Tuesday, March 16, 2010

Yüksek binalar

İki haftadır damarlarımda kan yerine stres dolaşıyor. O mutlu mesut blog yazımı yazdıktan bir-iki saat sonra bilgisayarımın sürücüsü bozuldu. Sunumumu tekrar hazırlamam gerekti. Gül gibi çalışan bilgisayar programımı kaybettiğim için yenisini yazmam gerekti. Matlab ustası olmadığım için kara kara nasıl yazmıştım acaba diye düşünüyorum; hala bulamadım. Sonra bizim çeyrek dönemin sonuna geldiğimizden ögrencilerime sınav tekrarı hazırlamam gerekti.
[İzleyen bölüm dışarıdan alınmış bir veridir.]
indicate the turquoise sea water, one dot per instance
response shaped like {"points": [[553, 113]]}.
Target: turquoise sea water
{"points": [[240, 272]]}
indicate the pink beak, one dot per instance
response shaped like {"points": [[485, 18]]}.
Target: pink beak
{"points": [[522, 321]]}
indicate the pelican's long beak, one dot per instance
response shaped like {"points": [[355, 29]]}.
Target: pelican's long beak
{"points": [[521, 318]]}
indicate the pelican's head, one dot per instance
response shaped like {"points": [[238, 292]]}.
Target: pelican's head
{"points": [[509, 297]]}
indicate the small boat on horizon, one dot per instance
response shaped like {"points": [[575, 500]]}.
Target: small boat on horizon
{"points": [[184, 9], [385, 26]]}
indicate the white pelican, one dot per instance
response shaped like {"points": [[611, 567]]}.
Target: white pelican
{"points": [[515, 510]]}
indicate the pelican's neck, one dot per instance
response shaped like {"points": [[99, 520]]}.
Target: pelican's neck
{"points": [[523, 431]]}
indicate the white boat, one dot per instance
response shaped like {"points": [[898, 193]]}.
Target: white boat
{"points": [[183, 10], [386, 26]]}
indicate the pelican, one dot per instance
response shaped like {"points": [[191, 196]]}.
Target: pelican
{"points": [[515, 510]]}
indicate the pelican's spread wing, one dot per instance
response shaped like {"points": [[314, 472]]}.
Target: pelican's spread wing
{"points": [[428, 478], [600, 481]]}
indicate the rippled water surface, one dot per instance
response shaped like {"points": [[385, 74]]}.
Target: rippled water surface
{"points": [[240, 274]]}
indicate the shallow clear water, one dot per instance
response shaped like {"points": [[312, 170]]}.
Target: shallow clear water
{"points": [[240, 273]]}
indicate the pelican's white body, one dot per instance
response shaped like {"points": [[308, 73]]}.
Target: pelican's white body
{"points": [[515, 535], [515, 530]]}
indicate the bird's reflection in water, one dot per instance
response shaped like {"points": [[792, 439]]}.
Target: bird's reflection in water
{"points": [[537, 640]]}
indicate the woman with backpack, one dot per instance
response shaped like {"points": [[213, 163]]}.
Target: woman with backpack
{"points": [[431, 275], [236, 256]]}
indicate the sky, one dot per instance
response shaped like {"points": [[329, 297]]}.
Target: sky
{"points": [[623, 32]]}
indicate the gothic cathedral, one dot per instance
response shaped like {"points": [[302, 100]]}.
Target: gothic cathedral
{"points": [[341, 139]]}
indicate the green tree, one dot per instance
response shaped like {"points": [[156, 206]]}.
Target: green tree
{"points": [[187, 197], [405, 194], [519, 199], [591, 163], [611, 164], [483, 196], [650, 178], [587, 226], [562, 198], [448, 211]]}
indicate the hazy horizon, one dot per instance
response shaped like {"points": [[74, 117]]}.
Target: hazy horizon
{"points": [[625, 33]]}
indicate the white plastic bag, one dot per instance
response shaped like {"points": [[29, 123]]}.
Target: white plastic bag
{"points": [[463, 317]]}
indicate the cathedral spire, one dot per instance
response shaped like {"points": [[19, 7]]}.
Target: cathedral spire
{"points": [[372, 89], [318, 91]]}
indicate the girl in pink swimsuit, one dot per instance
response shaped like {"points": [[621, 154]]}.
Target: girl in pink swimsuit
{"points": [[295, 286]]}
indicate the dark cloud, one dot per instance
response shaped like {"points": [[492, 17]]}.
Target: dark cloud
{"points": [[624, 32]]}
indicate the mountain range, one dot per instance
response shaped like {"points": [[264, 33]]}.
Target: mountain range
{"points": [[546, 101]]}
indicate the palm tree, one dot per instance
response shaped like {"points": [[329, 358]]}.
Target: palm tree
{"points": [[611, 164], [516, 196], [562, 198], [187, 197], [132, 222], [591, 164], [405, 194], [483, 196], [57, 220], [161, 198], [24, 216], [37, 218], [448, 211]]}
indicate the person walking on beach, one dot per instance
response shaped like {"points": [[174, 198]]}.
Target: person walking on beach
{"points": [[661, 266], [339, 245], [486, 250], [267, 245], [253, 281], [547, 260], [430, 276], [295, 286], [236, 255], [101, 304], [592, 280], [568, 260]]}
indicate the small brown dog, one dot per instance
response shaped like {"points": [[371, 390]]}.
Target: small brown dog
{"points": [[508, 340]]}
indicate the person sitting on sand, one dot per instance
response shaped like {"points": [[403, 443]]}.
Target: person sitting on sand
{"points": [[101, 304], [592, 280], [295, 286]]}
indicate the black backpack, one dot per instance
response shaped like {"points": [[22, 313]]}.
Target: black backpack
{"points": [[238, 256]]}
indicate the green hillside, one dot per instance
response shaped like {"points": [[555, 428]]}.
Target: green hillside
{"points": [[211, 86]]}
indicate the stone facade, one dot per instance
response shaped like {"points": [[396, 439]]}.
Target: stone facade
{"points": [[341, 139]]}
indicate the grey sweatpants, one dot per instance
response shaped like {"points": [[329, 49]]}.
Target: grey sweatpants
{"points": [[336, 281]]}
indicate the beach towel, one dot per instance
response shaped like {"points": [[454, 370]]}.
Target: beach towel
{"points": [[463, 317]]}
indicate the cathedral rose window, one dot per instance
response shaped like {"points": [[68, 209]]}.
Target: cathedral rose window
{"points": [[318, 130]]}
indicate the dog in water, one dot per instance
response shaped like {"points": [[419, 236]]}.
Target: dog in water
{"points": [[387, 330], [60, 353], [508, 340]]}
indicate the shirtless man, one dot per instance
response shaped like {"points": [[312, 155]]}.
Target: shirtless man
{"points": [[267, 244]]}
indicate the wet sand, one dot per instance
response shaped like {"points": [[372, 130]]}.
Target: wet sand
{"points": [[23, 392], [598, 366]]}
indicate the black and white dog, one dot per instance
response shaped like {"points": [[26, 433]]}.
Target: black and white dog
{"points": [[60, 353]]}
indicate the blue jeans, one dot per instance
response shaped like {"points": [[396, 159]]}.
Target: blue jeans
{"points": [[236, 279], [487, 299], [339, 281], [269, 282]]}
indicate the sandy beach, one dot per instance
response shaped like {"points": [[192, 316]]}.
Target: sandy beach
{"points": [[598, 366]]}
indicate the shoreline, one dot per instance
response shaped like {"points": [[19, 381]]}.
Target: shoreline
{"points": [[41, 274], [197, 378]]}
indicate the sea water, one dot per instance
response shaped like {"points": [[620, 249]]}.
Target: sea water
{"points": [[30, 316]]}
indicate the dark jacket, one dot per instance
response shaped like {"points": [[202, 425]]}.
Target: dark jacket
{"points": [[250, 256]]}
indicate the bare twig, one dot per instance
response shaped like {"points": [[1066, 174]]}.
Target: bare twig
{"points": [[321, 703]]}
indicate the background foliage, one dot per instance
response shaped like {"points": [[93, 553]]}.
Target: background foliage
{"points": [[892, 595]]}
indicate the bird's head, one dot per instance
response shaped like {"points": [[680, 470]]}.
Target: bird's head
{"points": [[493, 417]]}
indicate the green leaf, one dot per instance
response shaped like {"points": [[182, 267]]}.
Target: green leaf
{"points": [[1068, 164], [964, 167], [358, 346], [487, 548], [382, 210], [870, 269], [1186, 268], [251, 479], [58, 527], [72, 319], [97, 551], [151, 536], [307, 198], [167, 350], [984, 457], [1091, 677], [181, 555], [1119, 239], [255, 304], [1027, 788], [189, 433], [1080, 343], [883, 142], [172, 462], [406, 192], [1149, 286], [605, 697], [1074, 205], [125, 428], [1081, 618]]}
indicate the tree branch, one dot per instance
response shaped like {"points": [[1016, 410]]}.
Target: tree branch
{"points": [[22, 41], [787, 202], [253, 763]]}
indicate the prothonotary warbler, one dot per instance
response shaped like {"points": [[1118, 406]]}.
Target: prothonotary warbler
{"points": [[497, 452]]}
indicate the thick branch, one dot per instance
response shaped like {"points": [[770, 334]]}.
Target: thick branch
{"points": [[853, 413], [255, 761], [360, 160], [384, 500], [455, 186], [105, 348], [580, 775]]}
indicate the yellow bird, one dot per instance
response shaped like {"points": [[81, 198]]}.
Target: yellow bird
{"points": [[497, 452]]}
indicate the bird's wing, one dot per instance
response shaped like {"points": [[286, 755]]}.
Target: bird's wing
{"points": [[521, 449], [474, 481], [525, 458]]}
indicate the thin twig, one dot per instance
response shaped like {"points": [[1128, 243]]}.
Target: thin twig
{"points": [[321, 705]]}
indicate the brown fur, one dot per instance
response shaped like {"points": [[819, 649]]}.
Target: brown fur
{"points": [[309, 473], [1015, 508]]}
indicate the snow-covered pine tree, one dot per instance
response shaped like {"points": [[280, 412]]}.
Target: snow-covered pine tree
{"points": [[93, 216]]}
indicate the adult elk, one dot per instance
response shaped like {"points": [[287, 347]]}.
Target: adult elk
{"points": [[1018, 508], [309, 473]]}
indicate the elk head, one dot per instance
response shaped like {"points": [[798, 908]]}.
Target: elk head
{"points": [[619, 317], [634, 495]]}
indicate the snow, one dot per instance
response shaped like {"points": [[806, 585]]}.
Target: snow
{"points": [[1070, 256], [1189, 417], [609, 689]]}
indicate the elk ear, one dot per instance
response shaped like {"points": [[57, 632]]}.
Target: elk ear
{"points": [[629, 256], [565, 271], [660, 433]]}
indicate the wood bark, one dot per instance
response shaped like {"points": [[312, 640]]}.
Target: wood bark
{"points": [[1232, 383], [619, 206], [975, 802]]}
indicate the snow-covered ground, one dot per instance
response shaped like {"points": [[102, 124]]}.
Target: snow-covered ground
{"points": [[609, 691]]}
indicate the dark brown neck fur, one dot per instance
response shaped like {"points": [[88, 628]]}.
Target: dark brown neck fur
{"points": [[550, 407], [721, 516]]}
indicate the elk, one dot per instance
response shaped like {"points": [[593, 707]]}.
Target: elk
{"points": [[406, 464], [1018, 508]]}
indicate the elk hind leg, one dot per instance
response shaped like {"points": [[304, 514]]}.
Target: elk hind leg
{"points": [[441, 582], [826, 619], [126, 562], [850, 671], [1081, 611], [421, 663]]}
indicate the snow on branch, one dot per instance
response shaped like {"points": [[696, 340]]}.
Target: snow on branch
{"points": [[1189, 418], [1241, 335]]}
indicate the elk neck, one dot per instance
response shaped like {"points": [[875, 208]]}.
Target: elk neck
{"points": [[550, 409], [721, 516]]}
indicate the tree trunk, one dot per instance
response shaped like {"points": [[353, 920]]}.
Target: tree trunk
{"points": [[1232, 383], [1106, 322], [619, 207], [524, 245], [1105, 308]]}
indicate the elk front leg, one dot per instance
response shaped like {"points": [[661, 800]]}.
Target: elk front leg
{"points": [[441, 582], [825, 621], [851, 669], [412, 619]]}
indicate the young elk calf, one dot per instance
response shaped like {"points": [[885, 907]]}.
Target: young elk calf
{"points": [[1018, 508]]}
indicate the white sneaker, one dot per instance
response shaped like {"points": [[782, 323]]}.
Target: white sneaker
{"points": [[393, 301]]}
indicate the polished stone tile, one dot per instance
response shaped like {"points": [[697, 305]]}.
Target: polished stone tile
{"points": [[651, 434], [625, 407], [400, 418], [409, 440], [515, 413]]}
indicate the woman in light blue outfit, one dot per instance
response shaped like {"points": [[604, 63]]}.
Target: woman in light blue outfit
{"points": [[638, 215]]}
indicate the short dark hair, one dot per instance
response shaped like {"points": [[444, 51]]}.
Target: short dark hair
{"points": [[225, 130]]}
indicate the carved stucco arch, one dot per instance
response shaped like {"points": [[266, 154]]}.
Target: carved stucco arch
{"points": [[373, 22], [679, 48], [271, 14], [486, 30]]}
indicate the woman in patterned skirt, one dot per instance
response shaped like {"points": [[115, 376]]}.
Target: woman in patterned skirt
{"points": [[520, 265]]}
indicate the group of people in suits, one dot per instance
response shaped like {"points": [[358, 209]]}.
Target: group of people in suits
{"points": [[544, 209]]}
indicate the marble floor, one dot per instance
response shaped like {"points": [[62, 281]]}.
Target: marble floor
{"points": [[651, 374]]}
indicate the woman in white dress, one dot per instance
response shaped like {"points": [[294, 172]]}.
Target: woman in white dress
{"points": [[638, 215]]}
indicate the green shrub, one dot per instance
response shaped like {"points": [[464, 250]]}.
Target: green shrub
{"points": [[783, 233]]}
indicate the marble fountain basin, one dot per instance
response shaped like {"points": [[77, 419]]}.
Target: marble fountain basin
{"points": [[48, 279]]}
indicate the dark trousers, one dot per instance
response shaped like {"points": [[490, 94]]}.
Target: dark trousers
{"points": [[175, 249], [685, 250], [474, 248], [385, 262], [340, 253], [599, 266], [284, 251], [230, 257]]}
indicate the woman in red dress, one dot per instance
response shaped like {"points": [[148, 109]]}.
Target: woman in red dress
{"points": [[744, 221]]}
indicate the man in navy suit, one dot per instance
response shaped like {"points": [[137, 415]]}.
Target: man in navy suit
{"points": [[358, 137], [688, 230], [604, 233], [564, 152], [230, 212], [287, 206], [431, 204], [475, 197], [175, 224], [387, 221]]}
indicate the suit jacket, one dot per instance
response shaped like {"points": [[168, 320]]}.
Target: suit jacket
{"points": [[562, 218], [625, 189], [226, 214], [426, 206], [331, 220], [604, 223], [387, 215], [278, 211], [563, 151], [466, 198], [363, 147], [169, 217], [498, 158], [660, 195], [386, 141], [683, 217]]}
Bunun için daha önce okumadığım üniteleri okumam gerekti ki bu da üç-dört saatimi aldı. Sınav test usulü olmasına rağmen bir tane de kompozisyon sorusu vardı. Onu okuyup notlandırmam gerekti ki bu akşam bitirdim nihayet. Psychological Science'a yolladığım makalemi daha uzun bir formatta yazmamı istedikleri için yapılacak işler listesine bir de bu eklendi. Aynı zamanda nisanda gireceğim sınava bir ay kaldığı için başka işim olmadığı her anı okuyarak geçiriyorum. Yeni deneyimiz için de okuma yapmam gerekiyor. Kısacası kendimi muhtelif yüksek binalardan atsam diyorum.

Aşağıdaki fotoğrafları iki hafta önce çektim Vivace diye kahvesi meşhur bir cafede ders çalışırken. Fincandaki cafe niko.